Berrien commissioners consider drafting resolution opposing restaurant restrictions
BERRIEN COUNTY – Quiet extension of restaurant capacity limits statewide took center discussion for the Berrien County Board of Commissioners Thursday morning.
The commissioners discussed at their regular meeting the quiet extension of the Michigan Department of Health and Human Services epidemic order announced Jan. 22, which reopened restaurants to 25-percent capacity. The epidemic order was originally was set to expire on Feb. 21.
The order was extended through March 29, without announcement, on Feb. 4.
In light of the extension, the board of commissioners agreed to work through the next week on a resolution to vote on, or a letter to the state of Michigan, voicing disagreement with the extension. The board agreed to work on a communication, with some members fully supporting the measure, and others supporting with caution.
“I saw media coverage that the restriction was carried out for many weeks to come,” said County Administrator Brian Dissette. “Over the last week, I have communicated with the chair and some of the board about next week’s regular meeting. Arthur [Havlicek, president of the Southwest Michigan Regional Chamber] has agreed to come and talk to the board about some of their efforts to encourage Berrien County residents to go out and frequent local restaurants. With that said, Havlicek will be asking the board to consider a nonbinding endorsement of their restaurant week program.”
Commissioner Julie Wuerfel encouraged the board to move forward with a communication.
“I’ve been pushing this since mid-January,” Wuerfel said. “We need guidelines and a regional approach.”
Discussion continued as commissioner Teri Freehling highlighted Berrien County’s unique positioning as a border county to Indiana, which has businesses operating with looser pandemic restrictions than Michigan is currently mandating. She spoke in support of a regional approach to pandemic regulation, wanting a more transparent approach to which metrics corresponded with each pullback or reopening.
Commissioner Jon Hinkelman expressed caution in his comments on the matter.
“It’s a little bit difficult when you say you’re going to take a regional approach. If the state of Michigan did that, [we become] a border county,” Hinkleman said. “So many of the businesses in Indiana are benefitting, and we are not. If we adopt that, then Van Buren becomes the next border county. Whatever we craft, a letter or resolution, getting business back to the point of doing business is what we need to do. Whether it’s a regional approach and that we are located close to the border, I don’t know if that’s a fair argument.
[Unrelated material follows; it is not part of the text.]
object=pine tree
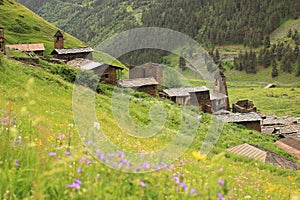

We all, as Michiganders, need to get back to business.”
The intention of the communication was appreciated by commissioner Rayonte Bell, though he wanted to ensure the county continued keeping the Berrien County Health Department in mind.
“We acknowledge the good job that they have done in Berrien County as far as getting vaccines out to the public to those who are eligible,” Bell said. “I think we should at least return the favor of considering them when we are making these decisions because we don’t want to possibly overwhelm our health system in Berrien County if our numbers were to start trending back up because of reopening. I think we need to support our local businesses, but also be careful with this step and also consider the lives of our constituents. We are still in the pandemic. We are not out of the woods yet.”
Multiple commissioners, including Ezra Scott and Bob Harrison, wanted a scientific approach to the reopening, including continuing to follow guidelines set forth by the Centers for Disease Control and Prevention.
Elliot compared the business health of restaurants in Michigan to those of prisoners of war and sick patients. He described restaurant businesses as a sick patient that needs help and goes to the emergency room for care, and being met with one glass of water and minimal sustenance, that would not allow them to heal.
“This imperfect analogy mirrors the status of Michigan restaurants who cannot survive on a 25-percent occupancy limit,” Elliot said. “They are on the risk of failing. We already know restaurants who have failed.”
The action of a letter or resolution will be worked on by board members for the next Board of Commissioners meeting, set for 10:30 a.m. Thursday, Feb. 25.